The active and passive semiconductor devices and associated structures are formed in part by either growing or depositing layers of material on the wafer surface. The growing process usually involves oxidation and nitridation. The depositing process may involve chemical vapor deposition (CVD), evaporation, or sputtering. In the typical CVD process, the wafer is placed in a CVD reaction chamber, e.g. tube furnace. The reaction chamber receives a controlled flow of a specific reactant chemical or precursor. The reaction chamber also receives an energy source, such as heat, induction RF, radiant, plasma, or ultraviolet, to induce a chemical reaction within the chamber. Inside the chamber, the atoms and molecules of the precursor chemical are mixed and reacted in the presence of the energy source to form a gas or vapor. The atoms from the vapor settle upon, i.e. are physically deposited on, the wafer surface to form a solid product or thin film from some component(s) of the precursor. During nucleation, the first few atoms of the chemical vapor come to rest in a uniform random distribution on the wafer surface. The deposited atoms then grow from small islands to larger islands. As more atoms are deposited, the islands merge together to coalesce into a continuous transition film having a thickness of hundreds of angstroms. The transition film grows into a bulk thin film having amorphous, single crystalline, or polycrystalline structure. The thickness of the bulk thin film is controlled by the reactant chemical flow, energy source, and duration of the reaction.

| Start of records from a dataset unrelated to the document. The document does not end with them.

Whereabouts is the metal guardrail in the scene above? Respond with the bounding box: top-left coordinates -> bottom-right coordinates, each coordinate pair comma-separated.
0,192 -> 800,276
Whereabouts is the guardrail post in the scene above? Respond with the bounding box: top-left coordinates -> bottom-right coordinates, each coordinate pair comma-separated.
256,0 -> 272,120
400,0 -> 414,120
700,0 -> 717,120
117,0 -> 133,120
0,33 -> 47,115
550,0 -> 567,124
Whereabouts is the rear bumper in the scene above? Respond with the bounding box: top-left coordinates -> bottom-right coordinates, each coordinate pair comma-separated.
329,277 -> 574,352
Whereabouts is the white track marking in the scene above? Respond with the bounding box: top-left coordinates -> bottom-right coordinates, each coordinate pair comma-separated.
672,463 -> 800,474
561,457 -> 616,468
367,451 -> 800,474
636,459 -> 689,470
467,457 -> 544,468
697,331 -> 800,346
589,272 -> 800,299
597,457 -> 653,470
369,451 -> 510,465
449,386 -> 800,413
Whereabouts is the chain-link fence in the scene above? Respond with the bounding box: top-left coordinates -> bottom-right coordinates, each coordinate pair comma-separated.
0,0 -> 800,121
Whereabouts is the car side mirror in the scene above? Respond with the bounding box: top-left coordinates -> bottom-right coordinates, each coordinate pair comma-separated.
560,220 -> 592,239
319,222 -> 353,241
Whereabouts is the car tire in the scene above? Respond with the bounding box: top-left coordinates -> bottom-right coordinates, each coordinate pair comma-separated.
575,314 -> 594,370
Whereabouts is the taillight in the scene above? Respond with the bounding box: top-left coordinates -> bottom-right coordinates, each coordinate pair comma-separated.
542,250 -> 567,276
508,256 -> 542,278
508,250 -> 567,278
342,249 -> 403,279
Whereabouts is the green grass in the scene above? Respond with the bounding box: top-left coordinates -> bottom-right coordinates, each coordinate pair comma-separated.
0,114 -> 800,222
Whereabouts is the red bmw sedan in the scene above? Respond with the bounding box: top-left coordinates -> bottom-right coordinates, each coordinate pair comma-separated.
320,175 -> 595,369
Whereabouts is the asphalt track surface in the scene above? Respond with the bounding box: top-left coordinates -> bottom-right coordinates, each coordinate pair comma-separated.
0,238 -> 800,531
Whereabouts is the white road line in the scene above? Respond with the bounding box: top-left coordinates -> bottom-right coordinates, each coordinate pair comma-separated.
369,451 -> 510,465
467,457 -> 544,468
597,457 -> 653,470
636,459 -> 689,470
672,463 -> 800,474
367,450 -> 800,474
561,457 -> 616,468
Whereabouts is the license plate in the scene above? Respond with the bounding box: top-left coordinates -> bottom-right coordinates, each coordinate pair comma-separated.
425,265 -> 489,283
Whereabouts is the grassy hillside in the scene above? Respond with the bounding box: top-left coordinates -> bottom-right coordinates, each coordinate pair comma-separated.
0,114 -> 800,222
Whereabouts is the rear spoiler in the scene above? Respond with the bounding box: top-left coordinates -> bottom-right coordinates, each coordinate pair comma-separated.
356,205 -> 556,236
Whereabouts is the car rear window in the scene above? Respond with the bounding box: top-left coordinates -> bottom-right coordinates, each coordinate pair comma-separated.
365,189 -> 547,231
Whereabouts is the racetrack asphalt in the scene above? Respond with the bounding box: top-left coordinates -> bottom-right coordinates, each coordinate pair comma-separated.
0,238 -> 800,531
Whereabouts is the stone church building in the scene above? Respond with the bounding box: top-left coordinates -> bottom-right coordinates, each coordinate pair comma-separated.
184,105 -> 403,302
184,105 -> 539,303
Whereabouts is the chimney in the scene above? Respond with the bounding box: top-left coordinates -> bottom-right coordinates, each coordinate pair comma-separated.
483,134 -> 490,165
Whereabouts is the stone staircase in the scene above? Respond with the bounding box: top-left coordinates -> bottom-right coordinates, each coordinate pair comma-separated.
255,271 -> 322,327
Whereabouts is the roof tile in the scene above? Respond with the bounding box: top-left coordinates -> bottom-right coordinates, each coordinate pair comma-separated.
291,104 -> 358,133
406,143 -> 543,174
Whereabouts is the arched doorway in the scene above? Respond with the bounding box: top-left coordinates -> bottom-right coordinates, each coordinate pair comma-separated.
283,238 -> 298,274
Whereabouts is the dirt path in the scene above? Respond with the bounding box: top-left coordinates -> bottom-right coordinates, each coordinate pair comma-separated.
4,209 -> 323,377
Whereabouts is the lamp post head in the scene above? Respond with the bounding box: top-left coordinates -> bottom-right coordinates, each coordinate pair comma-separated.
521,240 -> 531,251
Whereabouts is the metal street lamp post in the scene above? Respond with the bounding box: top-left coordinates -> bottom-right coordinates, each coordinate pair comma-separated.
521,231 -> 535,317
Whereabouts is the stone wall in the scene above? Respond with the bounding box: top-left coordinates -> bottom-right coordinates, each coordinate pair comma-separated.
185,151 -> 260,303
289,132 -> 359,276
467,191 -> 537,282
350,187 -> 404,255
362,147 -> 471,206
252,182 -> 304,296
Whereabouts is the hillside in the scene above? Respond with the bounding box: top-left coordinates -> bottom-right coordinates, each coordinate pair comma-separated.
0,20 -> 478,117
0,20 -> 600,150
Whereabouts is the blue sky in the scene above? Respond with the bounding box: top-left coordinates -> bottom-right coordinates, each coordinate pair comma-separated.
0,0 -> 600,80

The layers of material deposited by CVD can form insulators and dielectrics (silicon dioxide, silicon nitrides), conductors (aluminum, aluminum-silicon alloys, aluminum-copper alloys, barrier metals, refractory metals, doped polysilicon), and semiconductor regions (epitaxial silicon and poly silicon) for the active and passive semiconductor components and devices. In some high speed and high density semiconductor processes, such as ultra-large-scale integrated (ULSI) circuits, it is desirable to deposit low-resistivity metals such as Cu, Ru, Pt, Ir, W, TiN, TaN, WCxNy, and TaSixNy on the wafer surface for use as high speed interconnects, barrier layers, and contact electrodes. In the CVD process, the metal thin film may be deposited over substantially the entire surface of the wafer. In later steps, the undesired portions of the metal thin film are removed by etching and cleaning, leaving the metal thin film in the desired locations. The etching process to remove the undesired metal thin film adds manufacturing costs and increases the chance of etch-induced damage.
A need exists for a manufacturable selective-CVD process which eliminates the post-CVD etching step to remove excess material, with its associated cost and potential for etch-induced damages.